By coincidence, a couple of recent major West End hits are opening in local productions on Thursday night: Jerusalem, Jez Butterworth's sprawling, rough-and-tumble exploration of English identity (produced by Outside the March and The Company Theatre); and King Charles III, Mike Bartlett's future English history play about what might happen when the Queen dies (produced by Mirvish and Studio 180).
For theatregoers interested in exploring the more unconventional corners of British theatre, however, Obsidian Theatre is currently staging a recent work by a lesser-known but important playwright who, like Butterworth and Bartlett, has at times been associated with London's Royal Court Theatre: debbie tucker green.
Her play hang – green uses lower-case for her name and the titles of her plays, as if she's trying to keep her profile low – places us in a room of some sort of government agency in the near future.
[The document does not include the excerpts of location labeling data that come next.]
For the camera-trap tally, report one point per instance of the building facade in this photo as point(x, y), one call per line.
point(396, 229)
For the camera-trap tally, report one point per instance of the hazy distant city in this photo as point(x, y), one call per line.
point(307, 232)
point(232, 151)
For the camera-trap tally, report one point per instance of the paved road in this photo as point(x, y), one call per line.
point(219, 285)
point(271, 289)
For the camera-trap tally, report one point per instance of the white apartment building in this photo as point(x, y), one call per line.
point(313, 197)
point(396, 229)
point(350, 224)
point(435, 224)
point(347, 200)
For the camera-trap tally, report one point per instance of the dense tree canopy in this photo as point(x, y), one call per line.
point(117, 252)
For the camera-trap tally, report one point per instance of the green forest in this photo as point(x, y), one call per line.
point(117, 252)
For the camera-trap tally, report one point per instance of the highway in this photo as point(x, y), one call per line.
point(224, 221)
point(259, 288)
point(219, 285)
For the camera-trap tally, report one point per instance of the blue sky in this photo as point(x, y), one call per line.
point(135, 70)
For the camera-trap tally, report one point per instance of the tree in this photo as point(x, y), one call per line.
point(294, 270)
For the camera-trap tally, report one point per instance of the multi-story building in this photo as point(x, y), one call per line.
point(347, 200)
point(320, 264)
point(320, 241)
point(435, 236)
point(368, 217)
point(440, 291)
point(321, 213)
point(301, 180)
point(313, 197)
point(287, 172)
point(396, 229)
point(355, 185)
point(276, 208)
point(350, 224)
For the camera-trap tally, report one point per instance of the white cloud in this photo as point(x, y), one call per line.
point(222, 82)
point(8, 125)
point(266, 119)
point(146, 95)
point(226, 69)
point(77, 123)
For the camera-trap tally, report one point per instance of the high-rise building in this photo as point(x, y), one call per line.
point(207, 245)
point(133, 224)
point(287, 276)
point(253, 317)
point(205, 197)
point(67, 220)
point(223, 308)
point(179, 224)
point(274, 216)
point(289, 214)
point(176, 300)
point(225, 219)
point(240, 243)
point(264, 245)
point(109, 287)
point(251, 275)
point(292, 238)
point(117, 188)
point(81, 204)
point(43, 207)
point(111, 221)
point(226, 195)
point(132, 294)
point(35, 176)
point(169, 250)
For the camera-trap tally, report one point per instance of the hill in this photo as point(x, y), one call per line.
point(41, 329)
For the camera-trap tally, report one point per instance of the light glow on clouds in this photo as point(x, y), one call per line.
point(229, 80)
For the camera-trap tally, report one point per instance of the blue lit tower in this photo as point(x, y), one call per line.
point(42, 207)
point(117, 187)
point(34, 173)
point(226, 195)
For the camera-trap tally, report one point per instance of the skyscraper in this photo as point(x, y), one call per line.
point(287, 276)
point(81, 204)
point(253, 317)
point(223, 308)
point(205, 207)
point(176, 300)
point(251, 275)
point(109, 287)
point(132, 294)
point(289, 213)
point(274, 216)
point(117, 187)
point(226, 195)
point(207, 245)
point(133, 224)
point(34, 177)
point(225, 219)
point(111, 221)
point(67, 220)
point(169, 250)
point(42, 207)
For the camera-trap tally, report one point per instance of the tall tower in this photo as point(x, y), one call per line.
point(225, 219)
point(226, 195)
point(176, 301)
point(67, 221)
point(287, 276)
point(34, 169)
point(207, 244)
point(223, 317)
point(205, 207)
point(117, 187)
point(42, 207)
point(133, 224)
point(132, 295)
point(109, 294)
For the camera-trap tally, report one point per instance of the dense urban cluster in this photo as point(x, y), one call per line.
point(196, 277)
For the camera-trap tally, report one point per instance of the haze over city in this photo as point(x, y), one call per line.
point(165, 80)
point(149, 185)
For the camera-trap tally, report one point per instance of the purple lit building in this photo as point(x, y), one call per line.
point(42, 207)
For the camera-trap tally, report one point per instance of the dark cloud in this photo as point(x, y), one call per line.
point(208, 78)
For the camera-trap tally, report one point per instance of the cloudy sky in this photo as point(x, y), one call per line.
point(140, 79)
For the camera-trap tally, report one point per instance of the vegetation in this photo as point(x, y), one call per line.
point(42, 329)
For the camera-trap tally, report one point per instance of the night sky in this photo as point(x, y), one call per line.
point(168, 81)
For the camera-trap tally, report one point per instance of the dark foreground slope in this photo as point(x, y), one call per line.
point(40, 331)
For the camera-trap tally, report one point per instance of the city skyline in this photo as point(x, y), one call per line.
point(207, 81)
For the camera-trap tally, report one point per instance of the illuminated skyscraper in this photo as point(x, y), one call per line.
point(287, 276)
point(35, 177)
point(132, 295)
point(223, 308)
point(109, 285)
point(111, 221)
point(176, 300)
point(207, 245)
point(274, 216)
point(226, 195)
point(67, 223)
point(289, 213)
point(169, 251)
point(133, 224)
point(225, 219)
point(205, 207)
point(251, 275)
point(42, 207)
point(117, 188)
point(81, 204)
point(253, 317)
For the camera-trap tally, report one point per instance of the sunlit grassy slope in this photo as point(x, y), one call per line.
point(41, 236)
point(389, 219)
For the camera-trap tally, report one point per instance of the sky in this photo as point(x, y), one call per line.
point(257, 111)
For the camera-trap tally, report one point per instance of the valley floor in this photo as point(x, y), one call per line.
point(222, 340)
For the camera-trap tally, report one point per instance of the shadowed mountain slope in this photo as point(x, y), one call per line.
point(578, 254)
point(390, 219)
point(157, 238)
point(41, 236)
There, a woman (the Stratford Festival's Sarah Afful) is offered coffee, tea or water by a couple of smiling, folder-wielding bureaucrats identified in the script only as One and Two (Zoé Doyle and Vladimir Alexis). She might be under investigation – or she might be the victim of the crime.
For a while, hang leaves us hanging, endless possibilities rumbling in our heads. Gradually, however, it becomes clear that somebody did something terrible to the woman, her husband and her two children a couple of years before – and she's here to reveal a decision she's made related to that. She's read all the pamphlets, she's thought a lot about her choices – but the bureaucrats trip her up just as she's about to say what she's decided.
One: There's.… There's been a … there's also been a –
One: … Development, yes.
In her writing, it feels like green is following in the footsteps of an earlier, more experimental generation of British playwrights.
The first section of hang is almost like an homage to Harold Pinter's comedies of menace – a mysterious setting, an unsettling interrogation, sentences left dangling, the ominous unsaid. (Doyle, in particular, is excellent in this mode – saying seemingly kind lines in such a deliberate way that they come across as cruel.)
The second half of hang, once the exact situation the woman is in has been clarified, is closer to the darkly poetic near-future dystopias of Caryl Churchill.
What is fresh about green's writing is the way race factors in – or doesn't factor in – to the theatrical game she's playing. In hang, the woman is specified as black, and One must be played by a woman. But One and Two can be cast with an actor of any race – and Two can be male or female.
These casting specifications (and ambiguities) are intriguing to ponder as green plays around with language in her dialogue. The woman lets words flow out of her in an emotional, honest way, while the bureaucrats use them as a shield from meaning and responsibility.
Directors Philip Akin and Kimberley Rampersad let their actors use their natural accents rather than put on British ones – adding an extra linguistic layer to their stylized production, forcing the audience to listen and wonder what is odd on purpose and odd by circumstance. "Unsay what you've just said," the woman insists, when she learns of the "development;" meanwhile, the bureaucrats code-switch calculatedly, dropping Gs in one line, then picking them up the next.
As the woman, Afful gives a fascinatingly fluctuating performance – hot one moment, cold the next, threatening, then threatened. She's a sputtering volcano in a highly controlled environment – and it's unclear if she's about to erupt or go permanently dormant. When offered a glass of warm or chilled water, she asks for both and tries to calibrate her inner temperature by mixing them together.
The room she's in, beautifully brutalist in Steve Lucas's design, goes hot and cold along with her. The air conditioning is broken. "We'll be boiling in a minute and freezing the next," says One. "Bit of a nightmare," says Two. Indeed it is – one that fans of British theatre that doesn't make it to the West End will not want to miss.
Obsidian Theatre's hang continues to Feb. 25 (obsidiantheatre.com).